Rifles and spears were dropped or flung aside in a wild scramble for the protection of the cocoanut palms. Satan multiplied himself. Never had he been free to tear and rend such a quantity of black flesh before, and he bit and snapped and rushed the flying legs till the last pair were above his head. All were treed except Telepasse, who was too old and fat, and he lay prone and without movement where he had fallen; while Satan, with too great a heart to worry an enemy that did not move, dashed frantically from tree to tree, barking and springing at those who clung on lowest down.
“I fancy you need a lesson or two in inserting fuses,” Sheldon remarked dryly.
Joan’s eyes were scornful.
“There was no detonator on it,” she said. “Besides, the detonator is not yet manufactured that will explode that charge. It’s only a bottle of chlorodyne.”
She put her fingers into her mouth, and Sheldon winced as he saw her blow, like a boy, a sharp, imperious whistle—the call she always used for her sailors, and that always made him wince.
“They’re gone up the Balesuna, shooting fish,” he explained. “But there comes Oleson with his boat’s-crew. He’s an old war-horse when he gets started. See him banging the boys. They don’t pull fast enough for him.”
“And now what’s to be done?” she asked. “You’ve treed your game, but you can’t keep it treed.”

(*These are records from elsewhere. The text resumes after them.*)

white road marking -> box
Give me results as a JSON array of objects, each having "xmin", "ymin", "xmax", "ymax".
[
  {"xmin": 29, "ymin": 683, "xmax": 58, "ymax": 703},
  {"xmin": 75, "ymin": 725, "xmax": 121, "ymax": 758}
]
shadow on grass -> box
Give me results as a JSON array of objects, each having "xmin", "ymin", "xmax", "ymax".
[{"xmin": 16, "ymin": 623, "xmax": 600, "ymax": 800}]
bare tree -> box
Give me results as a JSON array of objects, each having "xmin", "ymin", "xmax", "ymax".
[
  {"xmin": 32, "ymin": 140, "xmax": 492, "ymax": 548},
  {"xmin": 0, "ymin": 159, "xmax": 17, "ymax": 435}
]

“No; but I can teach them a lesson.”
Sheldon walked over to the big bell.
“It is all right,” he replied to her gesture of protest. “My boys are practically all bushmen, while these chaps are salt-water men, and there’s no love lost between them. You watch the fun.”

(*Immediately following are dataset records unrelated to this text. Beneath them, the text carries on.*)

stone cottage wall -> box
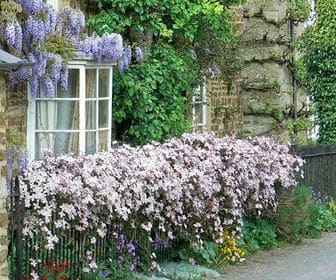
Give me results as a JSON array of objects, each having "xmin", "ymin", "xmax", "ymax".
[
  {"xmin": 206, "ymin": 78, "xmax": 243, "ymax": 136},
  {"xmin": 239, "ymin": 0, "xmax": 305, "ymax": 139}
]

He rang a general call, and by the time the two hundred labourers trooped into the compound Satan was once more penned in the living-room, complaining to high heaven at his abominable treatment. The plantation hands were dancing war-dances around the base of every tree and filling the air with abuse and vituperation of their hereditary enemies. The skipper of the Flibberty-Gibbet arrived in the thick of it, in the first throes of oncoming fever, staggering as he walked, and shivering so severely that he could scarcely hold the rifle he carried. His face was ghastly blue, his teeth clicked and chattered, and the violent sunshine through which he walked could not warm him.
“I’ll s-s-sit down, and k-k-keep a guard on ’em,” he chattered. “D-d-dash it all, I always g-get f-fever when there’s any excitement. W-w-wh-what are you going to do?”
“Gather up the guns first of all.”
Under Sheldon’s direction the house-boys and gang-bosses collected the scattered arms and piled them in a heap on the veranda. The modern rifles, stolen from Lunga, Sheldon set aside; the Sniders he smashed into fragments; the pile of spears, clubs, and tomahawks he presented to Joan.
“A really unique addition to your collection,” he smiled; “picked up right on the battlefield.”